Your hesitant, I'm uncertain, and love's lost,
misguided souls desperately clinging to lifelines
as if it's possible to keep from drowning.
Seduction smoothly spans the disparate chasm
separating where you are from how my heart is trending.
It's not that I can't love you, I don't want to
for reasons far eclipsing explanations I can't explain.
I must be alone to settle
accounts and seek
solace in my last redemption.
Mea culpa . . . mea culpa.
Wind winds down my predawn mountain
blanketing me in memories. Somewhere
after long ago but before unscripted futures,
lay lost keys deciphering your cold elusiveness.
Paris calls so I must come.
Curious cobblestones comfort
cautious bones. Sidewalk cafes
callously cast doubt.
I must see you again
even if it breaks my heart.
To hear your voice even though
I can't know your touch.
Just as fire needs oxygen
or wine needs to breathe,
those born to wander
are bound by recursive infinity.
It's easy to say I love you
when I know you don't.
Like expecting a cheater to stop lying
when you know they won't.
Love-locks glisten against the backdrop of Eiffel's tower
reassuring hearts in need of cliche gestures
and nonsensical affinities for love. My sin
is being cast as a relic from a canceled world.
If you play me, it’s okay,
but shame on you.
I’m willing to be a fool
to again know your touch.
You’re damn good kisser,
but it’s the way your fingers
tenderly trace mine
making this moment magical.
I’m far less afraid of consequence
than I am of you.
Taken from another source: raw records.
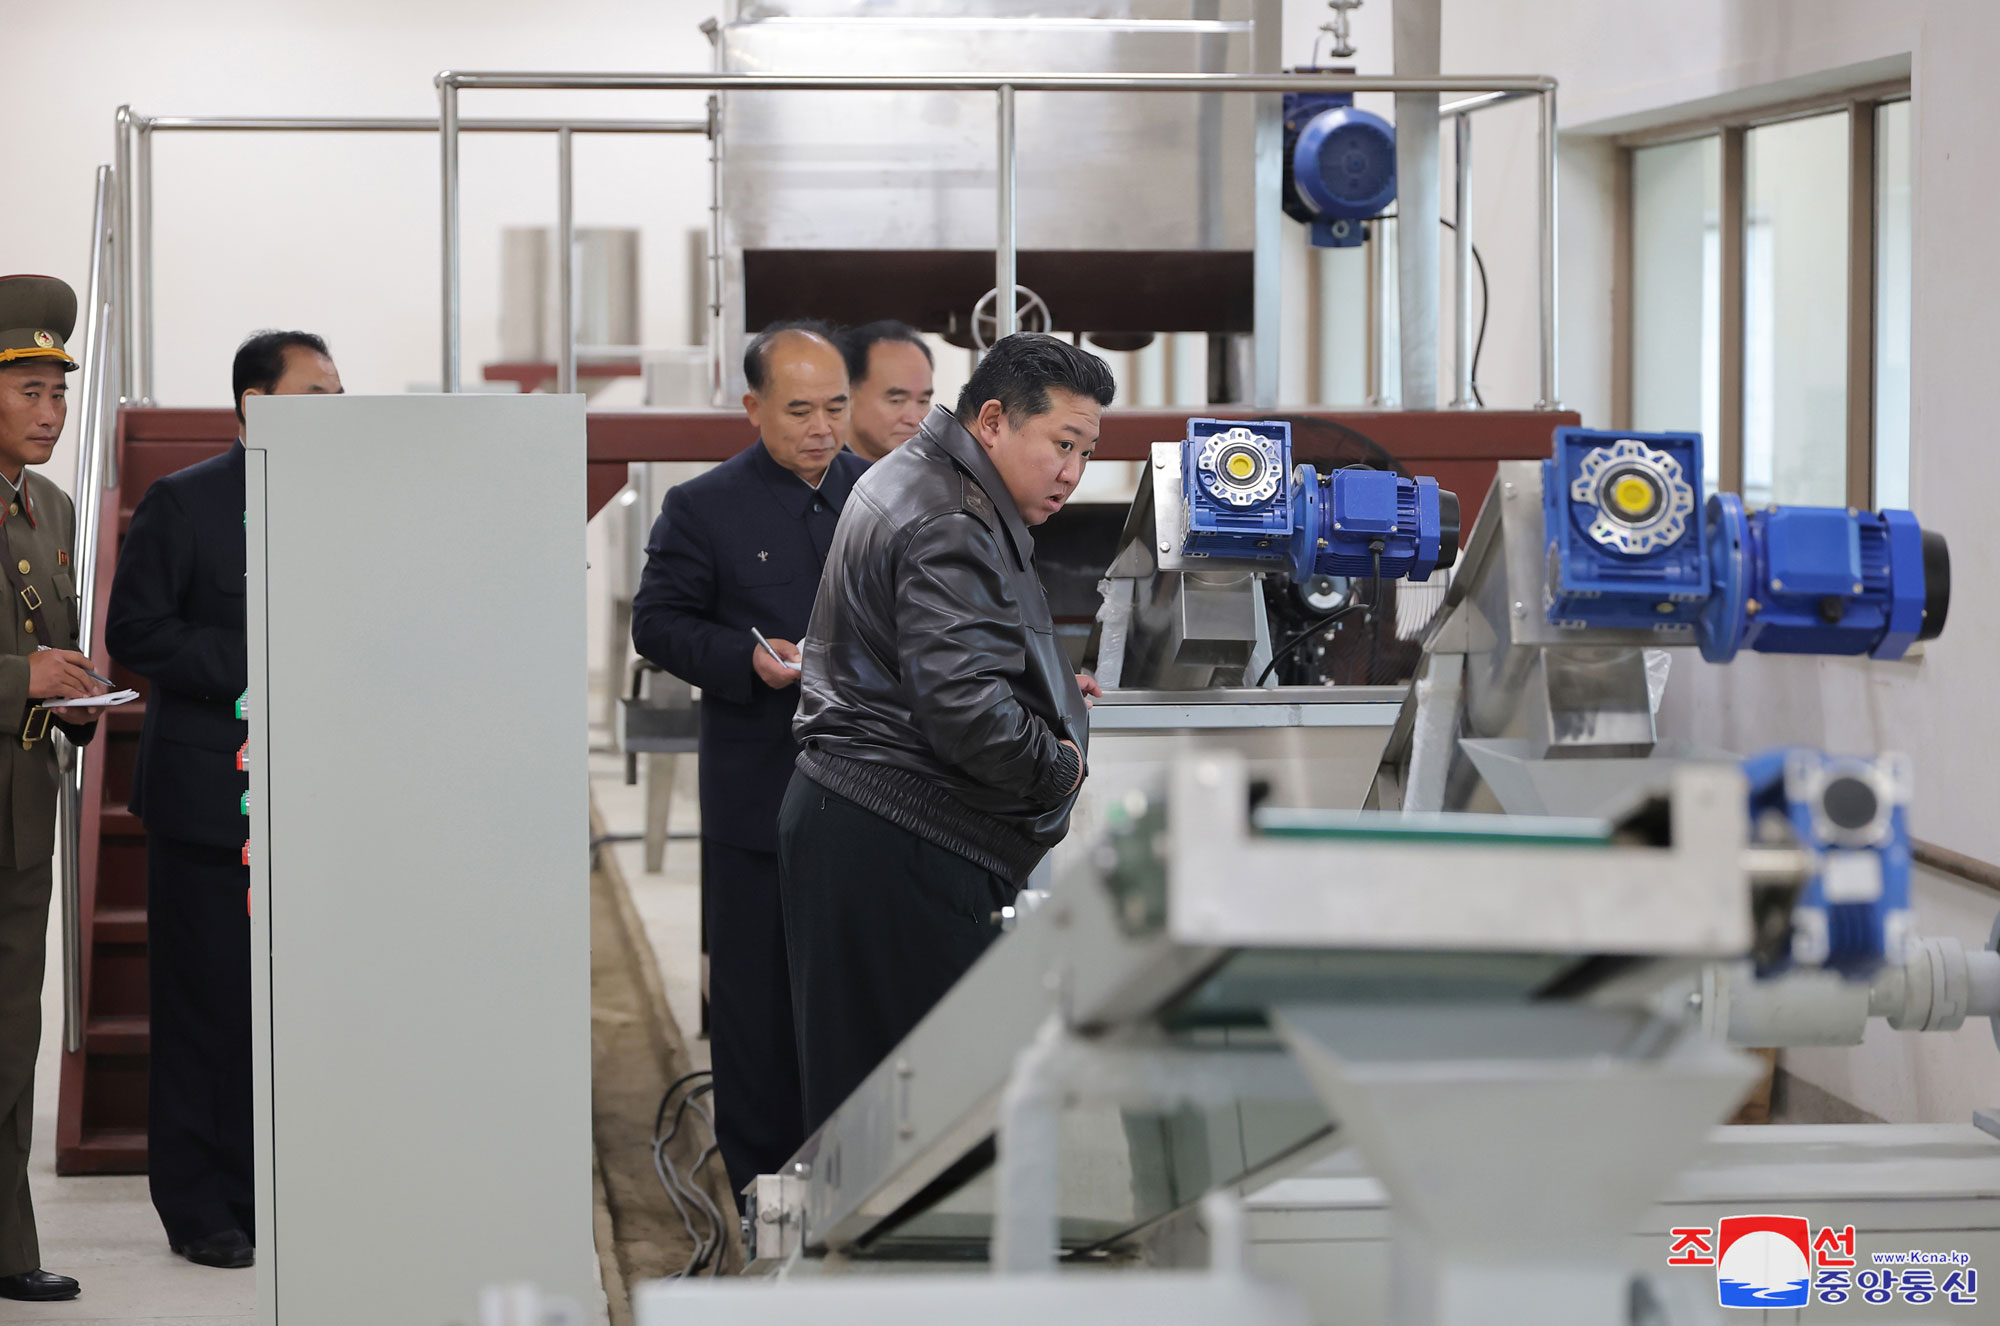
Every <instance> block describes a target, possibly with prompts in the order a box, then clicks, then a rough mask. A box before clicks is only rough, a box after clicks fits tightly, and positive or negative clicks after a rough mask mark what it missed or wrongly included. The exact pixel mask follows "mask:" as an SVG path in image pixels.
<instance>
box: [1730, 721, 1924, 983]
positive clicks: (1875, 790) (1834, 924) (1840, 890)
mask: <svg viewBox="0 0 2000 1326" xmlns="http://www.w3.org/2000/svg"><path fill="white" fill-rule="evenodd" d="M1744 776H1746V778H1748V780H1750V828H1752V836H1754V838H1756V842H1764V844H1776V842H1788V844H1796V846H1800V848H1804V850H1806V852H1810V854H1812V858H1814V868H1812V878H1810V880H1808V882H1806V886H1804V888H1802V890H1800V894H1798V900H1796V902H1794V904H1792V944H1790V960H1788V962H1784V964H1778V966H1780V968H1782V966H1804V968H1826V970H1834V972H1840V974H1842V976H1848V978H1852V980H1866V978H1868V976H1872V974H1874V972H1876V968H1880V966H1882V964H1884V962H1894V960H1900V956H1902V948H1904V942H1906V940H1908V938H1910V934H1912V924H1910V818H1908V806H1910V764H1908V760H1904V758H1902V756H1894V754H1888V756H1880V758H1874V760H1860V758H1846V756H1830V754H1822V752H1818V750H1810V748H1780V750H1766V752H1764V754H1758V756H1752V758H1748V760H1744Z"/></svg>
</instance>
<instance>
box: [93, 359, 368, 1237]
mask: <svg viewBox="0 0 2000 1326" xmlns="http://www.w3.org/2000/svg"><path fill="white" fill-rule="evenodd" d="M234 386H236V428H238V434H236V446H232V448H230V450H228V452H224V454H220V456H214V458H210V460H202V462H200V464H192V466H188V468H186V470H180V472H178V474H170V476H166V478H162V480H158V482H156V484H152V488H148V490H146V496H144V498H140V504H138V510H134V512H132V528H130V532H128V534H126V540H124V550H122V552H120V556H118V574H116V578H114V580H112V600H110V610H108V612H106V624H104V642H106V646H108V648H110V652H112V658H116V660H118V662H120V664H122V666H126V668H130V670H132V672H138V674H140V676H144V678H146V680H148V682H150V690H148V694H146V726H144V730H142V732H140V748H138V768H136V770H134V774H132V814H136V816H140V820H142V822H144V824H146V958H148V970H150V986H152V1066H150V1082H148V1088H150V1102H148V1126H146V1134H148V1136H146V1144H148V1162H146V1164H148V1174H150V1184H152V1204H154V1210H158V1212H160V1224H164V1226H166V1242H168V1244H170V1246H172V1248H174V1252H178V1254H180V1256H184V1258H188V1260H190V1262H198V1264H202V1266H250V1264H252V1262H254V1240H256V1214H254V1204H252V1202H254V1196H252V1192H254V1190H252V1182H254V1148H252V1112H250V910H248V898H250V868H248V866H246V864H244V842H246V838H248V826H246V820H244V792H246V788H248V778H246V774H244V772H242V758H240V754H238V752H242V750H244V744H246V742H248V740H250V732H248V724H246V722H244V720H242V718H240V716H238V708H236V702H238V698H240V696H242V694H244V688H246V686H248V684H250V682H248V672H250V658H248V648H246V644H244V560H246V550H244V446H242V418H244V396H264V394H270V396H302V394H318V392H340V372H338V370H336V368H334V360H332V356H328V352H326V342H324V340H320V338H318V336H312V334H310V332H258V334H256V336H252V338H250V340H246V342H244V344H242V348H240V350H236V366H234Z"/></svg>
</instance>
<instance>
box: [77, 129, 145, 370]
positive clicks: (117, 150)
mask: <svg viewBox="0 0 2000 1326" xmlns="http://www.w3.org/2000/svg"><path fill="white" fill-rule="evenodd" d="M132 124H134V122H132V106H120V108H118V114H116V132H114V136H112V140H114V150H112V162H114V166H112V178H114V180H128V178H132V158H134V138H136V134H134V130H132ZM116 196H118V202H116V218H118V220H116V226H118V234H120V236H128V234H132V190H130V188H120V190H116ZM116 258H118V308H132V288H134V272H132V246H130V244H120V246H118V248H116ZM84 316H86V318H88V316H90V314H88V312H86V314H84ZM122 332H124V334H126V336H128V334H130V332H132V328H130V326H126V328H122ZM120 340H124V336H120ZM90 352H92V354H100V352H102V350H100V346H96V344H92V346H90ZM118 358H120V360H122V366H120V382H118V394H120V396H124V398H126V400H132V396H134V394H136V392H134V382H132V358H134V356H130V354H120V356H118Z"/></svg>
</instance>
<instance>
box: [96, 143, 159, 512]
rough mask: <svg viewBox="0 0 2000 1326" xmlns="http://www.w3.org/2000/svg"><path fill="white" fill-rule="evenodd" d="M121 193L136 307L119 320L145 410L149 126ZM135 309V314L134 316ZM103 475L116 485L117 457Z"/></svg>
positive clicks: (151, 290) (136, 392) (149, 209)
mask: <svg viewBox="0 0 2000 1326" xmlns="http://www.w3.org/2000/svg"><path fill="white" fill-rule="evenodd" d="M118 184H120V190H132V188H136V190H138V230H136V232H132V230H128V232H126V234H124V242H126V248H128V250H132V260H134V264H136V266H138V304H136V306H134V304H126V306H124V308H120V310H118V318H120V320H122V322H124V324H126V328H130V332H132V340H136V342H138V344H136V346H134V348H132V358H134V360H136V368H134V374H132V376H134V382H132V398H134V400H138V402H140V404H144V406H150V404H152V122H150V120H146V118H140V120H138V154H136V160H134V162H132V180H130V182H126V180H120V182H118ZM134 308H138V312H136V314H134ZM104 460H106V468H104V474H106V478H108V482H110V484H116V482H118V456H116V452H114V454H112V456H106V458H104Z"/></svg>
Your smile conveys sympatico,
but behind carefully crafted words
lay many tragic ways this doesn’t end well.
My job is to provide and protect
but no one tells us how
to get beyond
passion and promises.
Shame on me.
Shame on You.
In some odd way
we’re meant for each other.
You vanquish me in whispers
like a gentle night afraid to breathe.
The softness of everything consumed
by cold indifference.
She speaks in accents long ago misplaced
by moments meant to be.
The tenderness of her touch,
aloof sadness encased in smiles.
If you hadn’t lived
at the Goerge’s Cinq in Paris,
we would’ve had a shot.
I can’t roam in worlds like that.
It’s so much more figurative
than the way your fingers glide
along mine, it's how they say
it’s okay to love unafraid.
I hope my life
never comes down
to picking fabric
for car seats.
The wayward way you wander
through our last kiss
before escorting you to your door
tells me I’ll not see you again.
Blinded by the white light of forever
I no longer see you
on my far away horizon.
Acceptance seems so elusive.
She says sadness,
I say blame.
She pretends at happy,
I cry in silence.
I’m a widow to
what’s left,
as if any of that
even matters.
I drink wine when I write,
coffee to proofread,
and whiskey when
trying to make sense of it all.
Rain batters my tin roof
in a way that says, so what.
But what the hell has rain
ever said that made sense.
Kiss me quick before I forget your name.
It's not that I don't like you
so much as I see in your flat line smile
the exit strategy in our first hello.
The dangerous lie
is not the one we tell ourselves,
it's the one we allow
ourselves to believe.
After falling onto the path of
least resistance, I understood,
at least in part, the easy walk
to the wrong side pity.
I'm not enough for some,
and too much for others.
That's why you'll find me leaning
against the wall in the corner.
What a weird way to live.
At a juncture where all my hopes,
all my dreams, depend on someone
I hope loves me as much as I love them.
When fate comes looking, she will find you
and all that remains for
final adjudication is ascertaining if
she's friend or foe.
Recklessness of water,
like sun racing toward
distant horizons, makes no
claim on being kind.
Not seeing things
for what they are
has always been
my Waterloo.
It's a damn sad ending
to what was once so alive,
you're leaving
and I'm way past giving a shit.
Your last words run echos through
the darkness of our distance,
chasing me to worlds where
we're still together.
The distance between the end of you
and new beginnings is measured in
diminishing intervals of regret silhouetted by
melodic movements of orchestrated hope.
Do not mistake my silence
for surrender
when it is
my one defense.
Half a world is not enough
to ride you off my mind
any more than late night Negroni’s
can alter the outcome of my journey.